8. Celebrate your wins
Don’t be frustrated by what you see you aren’t capable to do yet. Those days are going to be especially filled with attacks from the thoughts, with too many things that escape your control. And it’s completely normal to have down moments, to fall again into something you thought you’d already overcome… Try that it doesn’t happen, but be understanding with yourself. Look rather to all the things you ARE achieving. Probably, a year or some months ago you wouldn’t have been able to manage this trip as you’re doing it now!
“I’ve had a breakdown over food, because as a morning snack we’ve been offered cookies and I was going to eat them, but my mother has told me to wait since it was early, and I’ve freaked out, and finally I’ve eaten them but rushing around because we had to enter into another place […] and feeling dirty for having had to ask my mother to eat something sweet… and, on top of everything, I couldn’t of course cry openly [we were traveling with a group], so I’ve had a horrible time. But then I’ve been brave, I’ve blocked the thoughts and I’ve carried on. My mother says she’s very proud of me”.
“I’m still having a hard time with food, but, as my mother says, what I have to see is how much I’ve progressed. For example, I’m eating sweets every day, I’m not restricting even though I’m not working out, I’m more flexible with replacements, I even was able to leave one thing I wasn’t liking and take instead the equivalent amount of other thing”.
“I’ve finally been able to work out. I’m proud of me because I’ve taken it easy and I haven’t done a killer routine or used machines […] and I haven’t made it long or anything like that. I’m astonished by my flexibility”.
9. Appreciate what you can do
Thanks to the weight you’ve gained and the energy food provides you with, new possibilities open up for you. Now you can walk without feeling exhausted, you can participate in activities, you can live adventures. And thanks to the space you’ve got in your mind because you don’t have to be worried about food and exercise all the time anymore, you can fill it with experiences and memories and bathe in the atmosphere of the place you go to. Whenever you feel overwhelmed or with bad body image, stop for an instant to give thanks for everything recovery is allowing you to do.

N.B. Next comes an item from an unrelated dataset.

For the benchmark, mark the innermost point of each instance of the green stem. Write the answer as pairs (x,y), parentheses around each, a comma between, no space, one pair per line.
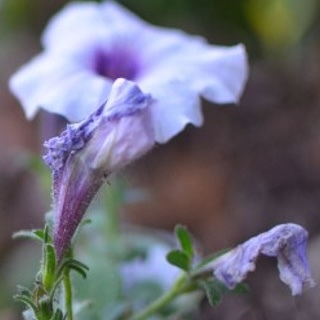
(178,287)
(67,294)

“I’m constantly giving thanks for having the strength to do the things I’m doing: walking, carrying my backpack, climbing mountains, going up dunes… and also because my mother doesn’t have to be worried about me the whole time”.
Start to plan your next ideal trip, you deserve a prize for all the efforts you’re making! I hope that there you can create lots of good memories, as many as I take from the marvelous country of Jordan. Eat so you can conquer de world bite by bite.